Agbe-Davies encoded the ledger with the open-source transcription tool FromThePage, which is run by Brumfield Labs. She sponsored development of tabular encoding within that tool, allowing account records to be displayed and extracted to spreadsheets for analysis. However, the edition still existed in isolation, so that linking records from related sources (like the Washington Financial Papers) was not possible.
To create a shared, analytical database, members of the DEPCHA cooperative turned to GAMS, the Geisteswissenschaftlisches Asset Management System developed at the Univeresity of Graz. This tool takes texts transcribed in TEI with a special set of analytical tags and adds them to a Fedora-based RDF database. GAMS specializes in historic financial accounts, and was originally developed for medieval and early modern European records.
The special tags are defined in the Bookkeeping Ontology, and can be applied to any TEI element. They encode most of the concepts encountered in financial records, especially the single-entry accounts we worked with during the DEPCHA period.

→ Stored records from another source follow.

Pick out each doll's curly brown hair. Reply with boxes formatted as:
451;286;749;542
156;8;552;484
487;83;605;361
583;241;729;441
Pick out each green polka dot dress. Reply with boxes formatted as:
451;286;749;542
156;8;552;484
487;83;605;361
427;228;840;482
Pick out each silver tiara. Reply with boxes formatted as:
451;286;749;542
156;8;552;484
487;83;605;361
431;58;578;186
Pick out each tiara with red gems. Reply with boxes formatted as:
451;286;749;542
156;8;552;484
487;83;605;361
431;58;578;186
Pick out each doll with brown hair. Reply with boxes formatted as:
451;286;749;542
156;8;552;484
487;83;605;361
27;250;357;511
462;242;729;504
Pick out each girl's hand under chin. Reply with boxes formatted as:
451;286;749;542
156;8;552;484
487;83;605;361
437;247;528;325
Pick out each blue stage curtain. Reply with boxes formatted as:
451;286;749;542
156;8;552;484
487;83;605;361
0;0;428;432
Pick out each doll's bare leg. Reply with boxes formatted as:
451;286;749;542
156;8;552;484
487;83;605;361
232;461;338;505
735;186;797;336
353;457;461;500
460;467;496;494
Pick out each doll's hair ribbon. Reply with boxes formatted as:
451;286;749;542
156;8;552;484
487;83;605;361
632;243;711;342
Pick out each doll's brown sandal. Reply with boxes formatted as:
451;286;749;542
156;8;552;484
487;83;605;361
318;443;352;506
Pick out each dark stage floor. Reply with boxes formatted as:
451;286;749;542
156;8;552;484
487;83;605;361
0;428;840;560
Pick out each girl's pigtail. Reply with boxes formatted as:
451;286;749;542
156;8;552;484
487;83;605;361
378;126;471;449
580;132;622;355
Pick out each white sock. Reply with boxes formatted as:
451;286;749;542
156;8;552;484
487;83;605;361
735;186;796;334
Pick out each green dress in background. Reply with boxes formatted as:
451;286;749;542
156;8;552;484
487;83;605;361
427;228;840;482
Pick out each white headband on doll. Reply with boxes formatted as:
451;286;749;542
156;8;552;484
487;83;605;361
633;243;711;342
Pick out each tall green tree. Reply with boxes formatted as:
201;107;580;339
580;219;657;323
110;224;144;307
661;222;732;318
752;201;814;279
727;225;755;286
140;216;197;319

FromThePage is able to export transcripts in TEI, so as part of the DEPCHA cooperative, suppport for the bookkeeping ontology was added — you see these little hash-tag looking things in the ana attribute of several elements.
Once ingested into GAMS, the transactions are viewable outside the context of the manuscript page, so that entries showing both powder and shot can be viewed together, even though they appeared on the seperate accounts of William Pettigrew and James Haley.
Because GAMS supports accounts from multiple sources, researchers can compare transactions involving gunpowder in Stagville accounts against those in the Laban Moreley Wheaton daybooks or the Washington Financial Papers.
Visualization tools allow analysis of other commodities bought in the same transactions as gunpowder. (Unsurprisingly shot and gunflints show up, but so do pins and sugar.)
Our hope is that–once the encoding and conversion of the ledgers is completed–the project will shine new light on the lives of the enslaved community and their emancipated descendants. The DEPCHA team is interested in collaborating with other scholars editing historic financial records.